One important consideration is that the water flow in the Great Drain is only about 150-200mm deep.  Hence a key series of investigations during the design stage, carried out over a month-long period, were to investigate water flows and temperature, to install a mock-up pair of heat exchangers, and to install and refine a mock-up weir design to raise the water level in the Drain sufficient to submerge the heat exchangers whilst not flooding the upstream Roman Baths.

Further complexities have included working in a scheduled ancient monument area, archaeological investigations, obtaining numerous consents, and creating a new licence agreement between the Local Authority and the Abbey.  Environment Agency approval has not been necessary as only heat energy is being removed from the water, not the water itself, so not changing the overall flow rate.

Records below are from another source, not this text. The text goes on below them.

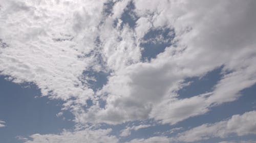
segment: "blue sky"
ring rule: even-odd
[[[255,142],[254,1],[1,2],[0,142]]]

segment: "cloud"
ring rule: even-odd
[[[30,136],[31,139],[26,139],[25,142],[118,142],[118,139],[115,136],[109,135],[110,132],[110,129],[96,130],[85,129],[74,132],[64,131],[59,134],[35,134]]]
[[[168,143],[169,142],[169,139],[166,136],[154,136],[148,138],[144,139],[134,139],[130,141],[126,142],[126,143],[157,143],[163,142]]]
[[[138,126],[133,126],[132,127],[126,127],[126,128],[121,131],[121,133],[119,135],[120,136],[127,136],[131,135],[132,130],[137,131],[140,129],[147,128],[148,127],[152,126],[150,125],[140,125]]]
[[[5,121],[3,121],[0,120],[0,128],[5,127],[5,125],[4,125],[4,124],[5,124]]]
[[[237,100],[256,82],[254,1],[114,1],[106,16],[106,2],[5,1],[1,74],[63,100],[77,123],[110,124],[176,124]],[[128,5],[138,18],[134,27],[122,25]],[[145,35],[164,28],[175,34],[171,46],[142,61]],[[186,78],[221,67],[212,91],[179,98]],[[106,83],[94,91],[85,71],[109,73]]]
[[[212,137],[226,138],[232,133],[238,136],[256,134],[256,111],[236,115],[227,120],[205,124],[178,134],[178,141],[193,142]]]

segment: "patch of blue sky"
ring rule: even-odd
[[[177,92],[178,98],[189,98],[211,92],[214,86],[221,78],[222,69],[223,67],[217,68],[202,77],[194,77],[185,79],[183,83],[190,83]]]
[[[164,51],[172,45],[172,40],[175,37],[173,30],[167,28],[152,29],[146,33],[140,43],[142,60],[151,61],[157,55]]]
[[[64,111],[62,116],[56,116],[62,103],[40,97],[40,90],[33,84],[16,84],[5,77],[0,76],[0,119],[6,122],[6,127],[0,128],[1,142],[21,142],[16,136],[73,129],[75,124],[71,113]]]
[[[135,6],[133,1],[131,1],[124,10],[123,13],[122,14],[120,19],[122,20],[121,24],[121,28],[122,29],[124,24],[128,25],[130,28],[134,28],[136,25],[136,21],[139,19],[139,17],[136,15],[134,12],[135,9]],[[114,26],[117,25],[118,19],[116,19],[114,22]]]
[[[95,71],[92,70],[86,70],[83,72],[83,75],[87,77],[87,83],[94,91],[101,89],[108,81],[109,73],[103,71]]]

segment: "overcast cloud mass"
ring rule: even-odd
[[[0,142],[256,142],[255,8],[0,0]]]

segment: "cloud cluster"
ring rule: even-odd
[[[2,1],[0,74],[15,82],[33,82],[42,96],[62,100],[63,109],[70,110],[76,123],[115,125],[151,119],[173,125],[237,100],[240,91],[256,83],[255,1]],[[142,43],[163,40],[157,35],[156,42],[146,41],[145,35],[166,29],[175,36],[165,41],[170,46],[142,60],[150,58],[143,57],[146,48]],[[179,98],[186,79],[221,67],[222,77],[211,91]],[[97,78],[85,71],[105,73],[108,82],[93,89],[90,81]],[[198,129],[226,131],[229,125],[227,134],[254,133],[254,129],[232,125],[242,122],[245,126],[244,117],[253,114]],[[127,127],[121,136],[141,127]],[[199,135],[194,139],[212,133],[197,129],[187,131]],[[93,134],[91,131],[35,134],[27,141],[63,142],[62,136]],[[109,133],[101,131],[104,136]],[[186,140],[189,137],[185,132],[178,139],[191,140]],[[105,139],[117,141],[113,136]],[[131,141],[158,139],[168,141],[165,136]]]
[[[232,133],[238,136],[256,134],[256,111],[236,115],[225,121],[205,124],[178,135],[179,141],[193,142],[213,137],[225,138]]]
[[[118,139],[109,134],[111,129],[98,129],[70,132],[64,131],[59,134],[35,134],[31,135],[31,140],[25,139],[25,143],[80,143],[80,142],[118,142]]]

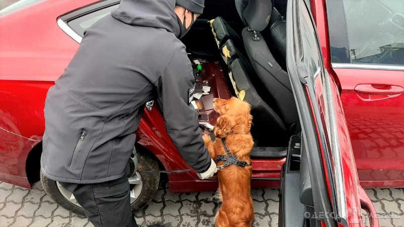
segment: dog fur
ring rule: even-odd
[[[209,136],[204,141],[212,158],[226,155],[221,138],[226,138],[226,145],[232,155],[237,160],[251,163],[250,153],[254,146],[250,133],[252,116],[250,107],[245,102],[232,97],[229,100],[214,99],[213,107],[220,116],[214,129],[216,137],[212,142]],[[217,163],[224,164],[224,161]],[[254,220],[252,198],[251,197],[251,165],[240,167],[231,164],[218,171],[219,190],[216,197],[222,203],[215,217],[217,227],[250,226]]]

The Footprint Project design started in earnest in 2010.  The project finally started on-site recently in Summer 2018 and should be complete around the end of 2020.  Heat recovery works in the Great Drain should commence in early 2019 with heat recovery starting later that year allowing time for commissioning and fine-tuning.

A similar scheme is also being developed in the Roman Baths to extract 80kW of energy - the Abbey and Roman Baths projects being deliberately separate but still mutually compatible.

 

     
Fig 11.  Roman Baths hot spring water fountain showing silt, scale, and algae growth in the daylight.  Fig 12.  Roman Baths abandoned heat recovery system filter showing silt build-up causing complete blockage.
         
Fig 13.  York Street access manhole in parking bay outside ice cream shop showing typical parking bay closure arrangement. Temporary barriers required around area during works. Fig 14.  York Street access manhole typical tripod and winch set-up for man access, and for all equipment and materials, during installation as well as for maintenance and future replacement.    
     
Fig 15.  Weir plate plywood mock-up showing rectangular overflow and orifice underflow.  Fig 16.  Weir plate mock-up in Drain channel with view looking downstream.  Note high humidity steaming up camera.
     
Fig 17.  Plywood mock-up of pair of 2400x350mm Energy Blade heat exchangers.  Heat exchangers slightly angled for mock-up, but subsequent design based on completely parallel.     Fig 18.  Great Drain below York Street typical view.
       
Fig 19. Extract from work in progress design drawing showing the weir plate preliminary details.     Fig 20. Extract from preliminary design drawing showing a pair of Energy Blade heat exchangers submerged in raised water level in the Great Drain.